Cyera's acquisition of Trail Security positions the company to compete more aggressively in the cybersecurity space more broadly against established players. Publicly-traded competitors, such as Palo Alto Networks, Rubrik, and Varonis operate at a variety of scales. These companies trade at a range of LTM revenue multiples from 8.6x to 16x as of February 2025. If the unverified estimate for Cyera’s 2024 revenue of ~$70 million is accurate, its November 2024 valuation of $3 billion would represent a 42.8x LTM revenue multiple.

Source: Koyfin

Expanding Data Privacy Regulations

The global momentum around data privacy, illustrated by regulations such as the GDPR and CCPA, presents a pivotal opportunity for Cyera. As privacy laws become more stringent and widespread, companies are increasingly vulnerable to hefty fines—GDPR violations alone exceeded €2 billion in 2023. Cyera's AI-driven solutions, which streamline compliance with data sovereignty clauses and automate data access requests, position the company to capitalize on this regulatory wave. With governments and organizations tightening their data governance practices, Cyera’s data discovery and classification capabilities are suited to address the growing demand for compliance solutions.

Rise in Cloud Adoption

The rapid growth of cloud adoption, with global spending reaching $675 billion, underscores a burgeoning need for secure data governance across cloud environments. As businesses modernize through GenAI and application migration, 83% of data migration projects fail, often due to poor data governance and security breaches. Cyera’s DSPM solution, which assesses risks based on where data is stored and how it’s accessed, meets this critical need. By offering integration with existing IT infrastructures, Cyera reduces the friction often associated with adopting new security measures, thereby positioning itself as a partner for organizations seeking to manage their cloud data securely without disrupting their operations.

Technological Outpacing

Cyera faces the risk of being outpaced by rapid advancements in data management and security technology. As AI and machine learning continue to evolve, competitors could develop more sophisticated solutions that surpass Cyera’s capabilities. If Cyera’s algorithms fail to keep up with emerging data privacy challenges or evolving cybersecurity threats, its offerings may quickly become outdated, eroding its competitive edge. Additionally, while Cyera claims to leverage cutting-edge AI capabilities, the scalability and effectiveness of its solutions have yet to be validated in large-scale, complex environments, creating uncertainty about its ability to deliver on its promises in diverse contexts.

Competitive Landscape

The data security landscape is fiercely competitive, with well-established players like Palo Alto Networks and Splunk consistently innovating and expanding their portfolios. Cyera must differentiate itself in an industry increasingly driven by AI, where new entrants with disruptive technologies can rapidly shift market dynamics. A 2024 rebound in the cybersecurity market, fueled by AI innovation, has attracted fresh investment and increased competition. Without a clear differentiating factor, Cyera risks being overshadowed by larger or more innovative competitors, jeopardizing its ability to capture market share and maintain long-term growth in a fast-evolving sector.

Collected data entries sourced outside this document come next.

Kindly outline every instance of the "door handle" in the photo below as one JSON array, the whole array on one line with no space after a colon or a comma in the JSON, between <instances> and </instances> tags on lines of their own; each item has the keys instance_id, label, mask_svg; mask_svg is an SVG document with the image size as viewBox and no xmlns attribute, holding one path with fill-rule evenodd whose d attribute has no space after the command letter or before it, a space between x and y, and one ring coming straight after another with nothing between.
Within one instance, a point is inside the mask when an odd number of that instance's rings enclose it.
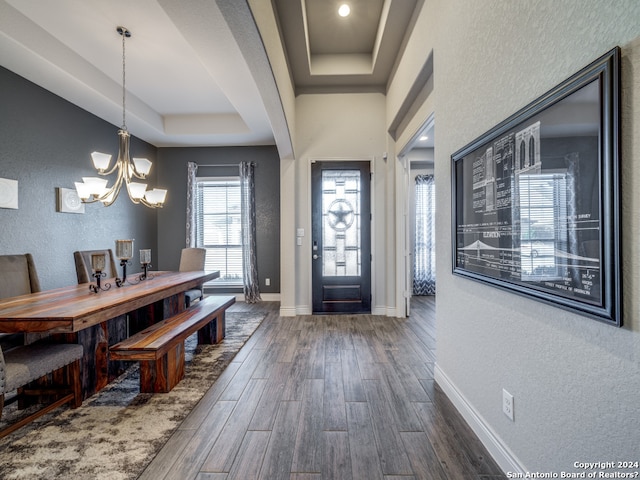
<instances>
[{"instance_id":1,"label":"door handle","mask_svg":"<svg viewBox=\"0 0 640 480\"><path fill-rule=\"evenodd\" d=\"M313 258L314 260L317 260L317 259L319 259L321 256L322 256L322 255L318 255L317 253L314 253L312 258Z\"/></svg>"}]
</instances>

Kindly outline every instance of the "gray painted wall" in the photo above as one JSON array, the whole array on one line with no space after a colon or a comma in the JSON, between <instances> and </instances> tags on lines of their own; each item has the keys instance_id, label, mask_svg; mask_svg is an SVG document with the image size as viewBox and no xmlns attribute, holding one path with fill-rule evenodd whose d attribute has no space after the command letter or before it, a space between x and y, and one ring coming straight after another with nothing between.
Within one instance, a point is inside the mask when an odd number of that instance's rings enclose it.
<instances>
[{"instance_id":1,"label":"gray painted wall","mask_svg":"<svg viewBox=\"0 0 640 480\"><path fill-rule=\"evenodd\" d=\"M115 248L115 239L133 238L135 252L157 252L156 212L134 205L125 192L110 207L56 212L56 187L74 188L74 181L96 175L91 152L117 156L117 126L1 67L0 105L0 177L17 180L19 195L18 210L0 208L0 255L33 254L48 290L76 283L75 250ZM131 153L156 167L152 145L132 137ZM153 170L149 183L156 185ZM134 263L129 271L138 270Z\"/></svg>"},{"instance_id":2,"label":"gray painted wall","mask_svg":"<svg viewBox=\"0 0 640 480\"><path fill-rule=\"evenodd\" d=\"M174 270L186 246L187 163L256 164L257 257L260 291L280 292L280 157L275 146L161 148L159 184L169 189L167 205L158 212L159 268ZM237 175L235 167L200 167L199 176ZM271 285L265 285L265 278Z\"/></svg>"},{"instance_id":3,"label":"gray painted wall","mask_svg":"<svg viewBox=\"0 0 640 480\"><path fill-rule=\"evenodd\" d=\"M150 186L169 190L163 209L133 204L123 191L110 207L56 212L56 187L95 176L90 153L117 156L114 126L0 67L0 178L19 183L19 209L0 208L0 255L31 253L43 289L76 283L73 252L114 248L133 238L134 252L152 249L153 269L177 269L185 245L186 164L256 163L258 272L264 293L280 292L280 160L267 147L156 148L135 137L131 154L154 162ZM202 174L233 174L220 168ZM110 181L110 184L113 180ZM137 259L137 253L135 258ZM139 271L137 262L130 272ZM270 278L271 286L264 285Z\"/></svg>"}]
</instances>

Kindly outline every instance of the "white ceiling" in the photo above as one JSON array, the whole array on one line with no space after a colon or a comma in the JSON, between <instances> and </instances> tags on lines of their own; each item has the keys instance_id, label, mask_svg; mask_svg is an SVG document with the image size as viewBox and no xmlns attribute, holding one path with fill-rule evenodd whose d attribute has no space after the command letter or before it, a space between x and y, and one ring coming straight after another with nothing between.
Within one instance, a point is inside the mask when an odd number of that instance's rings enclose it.
<instances>
[{"instance_id":1,"label":"white ceiling","mask_svg":"<svg viewBox=\"0 0 640 480\"><path fill-rule=\"evenodd\" d=\"M264 0L267 1L267 0ZM385 91L422 0L273 0L296 93ZM244 0L0 0L0 64L156 146L273 145L221 13ZM248 10L248 9L247 9Z\"/></svg>"}]
</instances>

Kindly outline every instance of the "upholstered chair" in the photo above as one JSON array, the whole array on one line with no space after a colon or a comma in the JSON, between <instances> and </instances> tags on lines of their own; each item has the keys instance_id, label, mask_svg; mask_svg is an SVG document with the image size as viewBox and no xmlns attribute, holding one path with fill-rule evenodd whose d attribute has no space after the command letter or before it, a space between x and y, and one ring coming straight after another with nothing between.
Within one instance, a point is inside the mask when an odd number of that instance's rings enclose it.
<instances>
[{"instance_id":1,"label":"upholstered chair","mask_svg":"<svg viewBox=\"0 0 640 480\"><path fill-rule=\"evenodd\" d=\"M17 297L40 291L40 280L30 253L0 255L0 298ZM0 347L24 344L22 333L0 333Z\"/></svg>"},{"instance_id":2,"label":"upholstered chair","mask_svg":"<svg viewBox=\"0 0 640 480\"><path fill-rule=\"evenodd\" d=\"M5 404L10 404L26 396L38 398L53 395L56 400L30 413L28 416L12 422L0 430L0 438L23 427L27 423L44 415L60 405L70 403L73 408L82 405L80 383L80 359L82 345L76 344L32 344L15 347L3 352L0 348L0 417ZM65 368L64 385L26 387L27 384ZM15 390L15 395L6 399L6 395Z\"/></svg>"},{"instance_id":3,"label":"upholstered chair","mask_svg":"<svg viewBox=\"0 0 640 480\"><path fill-rule=\"evenodd\" d=\"M183 248L180 254L181 272L194 272L204 270L204 262L207 257L207 250L204 248ZM185 306L189 308L197 300L202 300L204 294L202 287L187 290L184 293Z\"/></svg>"},{"instance_id":4,"label":"upholstered chair","mask_svg":"<svg viewBox=\"0 0 640 480\"><path fill-rule=\"evenodd\" d=\"M118 270L116 270L116 261L113 256L113 251L109 250L83 250L80 252L73 252L73 258L76 262L76 275L78 277L78 283L91 283L93 282L93 270L91 269L91 255L94 253L105 254L105 270L106 278L113 278L118 276Z\"/></svg>"},{"instance_id":5,"label":"upholstered chair","mask_svg":"<svg viewBox=\"0 0 640 480\"><path fill-rule=\"evenodd\" d=\"M30 253L0 255L0 298L40 291L40 280Z\"/></svg>"},{"instance_id":6,"label":"upholstered chair","mask_svg":"<svg viewBox=\"0 0 640 480\"><path fill-rule=\"evenodd\" d=\"M0 255L0 298L17 297L40 291L40 280L31 254ZM46 336L46 334L44 334ZM31 337L31 338L29 338ZM35 418L71 402L73 407L82 404L80 387L80 359L82 345L31 343L42 334L0 334L0 416L5 403L13 403L25 396L54 394L53 403L29 414L0 431L0 438L26 425ZM62 387L44 387L45 390L23 388L30 382L66 367L67 382ZM16 391L5 401L7 394Z\"/></svg>"}]
</instances>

Cyera operates in the data security management sector, focusing on DSPM as organizations increasingly prioritize data protection and compliance. The company offers solutions that automate the discovery, classification, and risk assessment of sensitive data across various environments. Cyera targets a broad range of customers, from startups to large enterprises, and aims to address the growing need for data visibility and governance. While the DSPM market is expanding due to regulatory pressures and rising data privacy concerns, Cyera must effectively differentiate itself from established competitors and demonstrate the effectiveness of its offerings to capture market share.